Brasil e Mundo
5 de novembro de 2018

Bolsonaro aposta na pressão das redes sociais no Congresso

Reprodução

DO JORNAL O TEMPO

Presidente eleito pretende usar a dinâmica que o fez vencer as eleições na relação com o Legislativo

Brasília. Para construir a relação do governo com o Congresso Nacional, o presidente eleito, Jair Bolsonaro (PSL), pretende apostar na dinâmica que o fez vencer as eleições. A estratégia é usar o peso do resultado das urnas para formar maioria e, caso seja necessário, a pressão das redes sociais para fazer avançar sua agenda no Legislativo. Mas, conforme informações do jornal “O Globo”, os parlamentares se mostram céticos em relação a um modelo que não passe pela tradicional negociação do Planalto com os partidos.
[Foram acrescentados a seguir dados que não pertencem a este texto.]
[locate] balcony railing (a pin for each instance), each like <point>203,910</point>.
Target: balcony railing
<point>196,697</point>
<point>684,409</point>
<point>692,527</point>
A nomeação do juiz Sergio Moro para assumir o ministério da Justiça sinaliza ainda que Bolsonaro será inflexível na proposta de não trocar apoio por cargos. A aposta é que essa escolha de ministro ajude a manter sua popularidade em alta e lhe dê força para se sobrepor no Congresso aos interesses da velha política. O primeiro desafio será votar a reforma da Previdência. O novo presidente disse que gostaria de ver algum projeto da área aprovado antes de tomar posse. Contudo, lideranças afirmam que não há clima para isso.

Análise

Deputado reeleito, delegado Waldir (PSL-GO) avalia que a forma de Bolsonaro se comunicar com a população será fundamental para aprovar a reforma. “Podemos trabalhar com as bancadas e com auxílio dos governadores e prefeitos, que também estão interessados, por exemplo, na reforma da Previdência. Mas a linha é sem negociação em troca de cargos. Isso ficou claro com a nomeação de Moro”, declarou.

Político experientes avaliam que popularidade é um ponto importante para o governo na hora das votações. Porém, para conseguir governar, eles acreditam que Bolsonaro vai ter que negociar com os partidos. “Colocar o Moro é positivo para que ele mantenha a chama acesa com o povo. Isso, no entanto, de maneira nenhuma dará a ele a posição de não precisar negociar. Mas o Congresso vai ter que se enquadrar e não esperar o toma lá dá cá”, pontua o deputado José Rocha (BA), líder do PR.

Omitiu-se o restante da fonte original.